O documento de 12 páginas, ao qual a Agência Efe teve acesso e que foi entregue hoje aos países-membros da OEA pelo secretário-geral José Miguel Insulza, contém sete recomendações que devem servir de "base para que a Assembleia Geral possa adotar os acordos que considere pertinentes sobre a situação de Honduras".
A comissão é integrada por Argentina, Bahamas, Belize, Canadá, Costa Rica, Equador, El Salvador, Estados Unidos, Guatemala, México, Nicarágua, Panamá, Peru e República Dominicana.
Entre outras, a comissão levou em conta as opiniões do ex-presidente Zelaya, do atual líder hondurenho, Porfirio Lobo, e a postura da Comissão Interamericana de Direitos Humanos (CIDH).

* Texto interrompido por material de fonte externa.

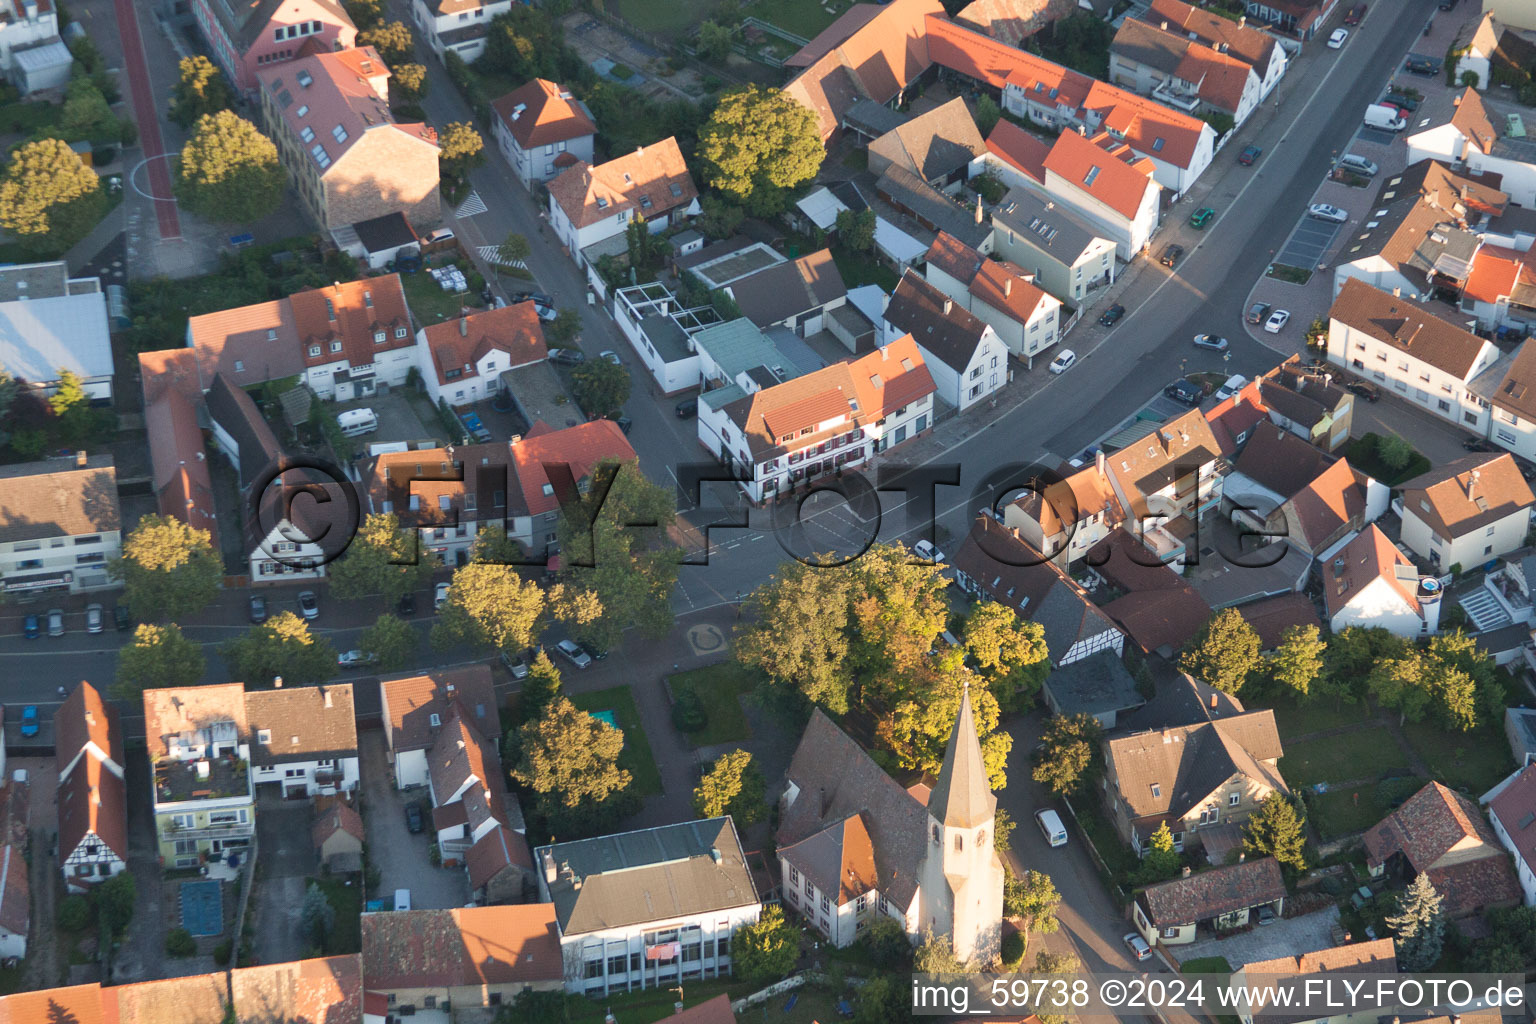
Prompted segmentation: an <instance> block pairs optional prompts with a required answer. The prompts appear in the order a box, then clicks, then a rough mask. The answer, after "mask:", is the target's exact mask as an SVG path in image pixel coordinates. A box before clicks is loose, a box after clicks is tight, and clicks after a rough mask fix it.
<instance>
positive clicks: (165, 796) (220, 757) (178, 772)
mask: <svg viewBox="0 0 1536 1024" xmlns="http://www.w3.org/2000/svg"><path fill="white" fill-rule="evenodd" d="M250 795H252V788H250V768H249V766H247V765H246V761H244V760H241V758H238V757H214V758H203V760H194V761H172V760H161V761H158V763H157V765H155V806H161V804H167V803H184V801H192V800H232V798H241V797H243V798H246V800H250Z"/></svg>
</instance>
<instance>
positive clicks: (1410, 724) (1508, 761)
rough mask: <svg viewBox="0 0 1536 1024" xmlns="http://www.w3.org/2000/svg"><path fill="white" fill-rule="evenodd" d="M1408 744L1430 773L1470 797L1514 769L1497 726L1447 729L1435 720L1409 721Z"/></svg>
mask: <svg viewBox="0 0 1536 1024" xmlns="http://www.w3.org/2000/svg"><path fill="white" fill-rule="evenodd" d="M1402 731H1404V732H1405V734H1407V737H1409V745H1410V746H1413V749H1415V752H1418V755H1419V757H1422V758H1424V763H1425V765H1428V769H1430V777H1432V778H1438V780H1439V781H1442V783H1445V785H1447V786H1450V788H1452V789H1465V791H1467V792H1470V794H1471V797H1473V798H1476V797H1479V795H1481V794H1484V792H1485V791H1488V789H1490V788H1491V786H1493V783H1496V781H1499V780H1501V778H1504V777H1505V775H1508V774H1510V772H1511V771H1514V760H1513V758H1511V757H1510V745H1508V742H1507V740H1505V738H1504V734H1502V732H1501V731H1499V729H1476V731H1473V732H1447V731H1445V729H1444V728H1442V726H1439V725H1438V723H1435V722H1409V723H1404V726H1402Z"/></svg>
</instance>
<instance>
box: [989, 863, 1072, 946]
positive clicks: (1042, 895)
mask: <svg viewBox="0 0 1536 1024" xmlns="http://www.w3.org/2000/svg"><path fill="white" fill-rule="evenodd" d="M1058 906H1061V894H1060V892H1057V887H1055V883H1052V881H1051V875H1048V874H1044V872H1041V870H1026V872H1025V877H1023V878H1015V877H1014V874H1012V872H1008V874H1005V875H1003V913H1006V915H1008V917H1011V918H1023V923H1025V926H1023V929H1021V930H1023V932H1026V933H1029V932H1040V933H1041V935H1049V933H1051V932H1055V930H1057V927H1060V924H1061V923H1060V921H1057V917H1055V912H1057V907H1058Z"/></svg>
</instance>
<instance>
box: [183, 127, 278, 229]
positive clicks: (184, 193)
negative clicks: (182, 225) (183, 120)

O relatório se centra em quatro pontos específicos: as condições para possibilitar o retorno a Honduras do ex-presidente Manuel Zelaya e de membros de seu Governo; a incorporação do ex-líder ao Parlamento Centro-Americano (Parlacen); e a situação dos direitos humanos e do diálogo político para superar a crise.

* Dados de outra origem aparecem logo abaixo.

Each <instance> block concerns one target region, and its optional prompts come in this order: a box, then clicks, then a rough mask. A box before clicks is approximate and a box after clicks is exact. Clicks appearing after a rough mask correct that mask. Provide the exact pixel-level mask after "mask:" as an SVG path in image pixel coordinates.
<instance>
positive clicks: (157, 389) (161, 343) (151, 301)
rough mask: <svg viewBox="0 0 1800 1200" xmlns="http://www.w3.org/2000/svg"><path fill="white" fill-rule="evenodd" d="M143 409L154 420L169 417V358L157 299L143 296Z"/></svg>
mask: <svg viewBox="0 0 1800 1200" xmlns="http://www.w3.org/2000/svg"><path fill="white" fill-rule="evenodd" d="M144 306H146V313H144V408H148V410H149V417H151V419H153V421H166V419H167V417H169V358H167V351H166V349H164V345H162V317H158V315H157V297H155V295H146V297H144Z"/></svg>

Quanto à situação de Zelaya, a comissão estima conveniente "pôr fim" aos julgamentos iniciados durante o regime de fato contra o ex-líder e seus colaboradores.
O relatório considera que, embora os dois processos que permanecem abertos contra Zelaya correspondem a fatos ocorridos anteriormente ao golpe de Estado, esses se formalizaram após sua derrocada.
O documento pede um "avanço decidido" nas investigações para esclarecer o assassinato de várias pessoas e medidas para pôr fim às ameaças e fustigações contra defensores, jornalistas, comunicadores, professores, membros da Frente Nacional de Resistência Popular e juízes que participaram de atividades contra o golpe.
Em outro ponto, destaca a "disposição propícia" de Lobo para convocar um diálogo nacional entre todos os setores políticos para conseguir a reconciliação.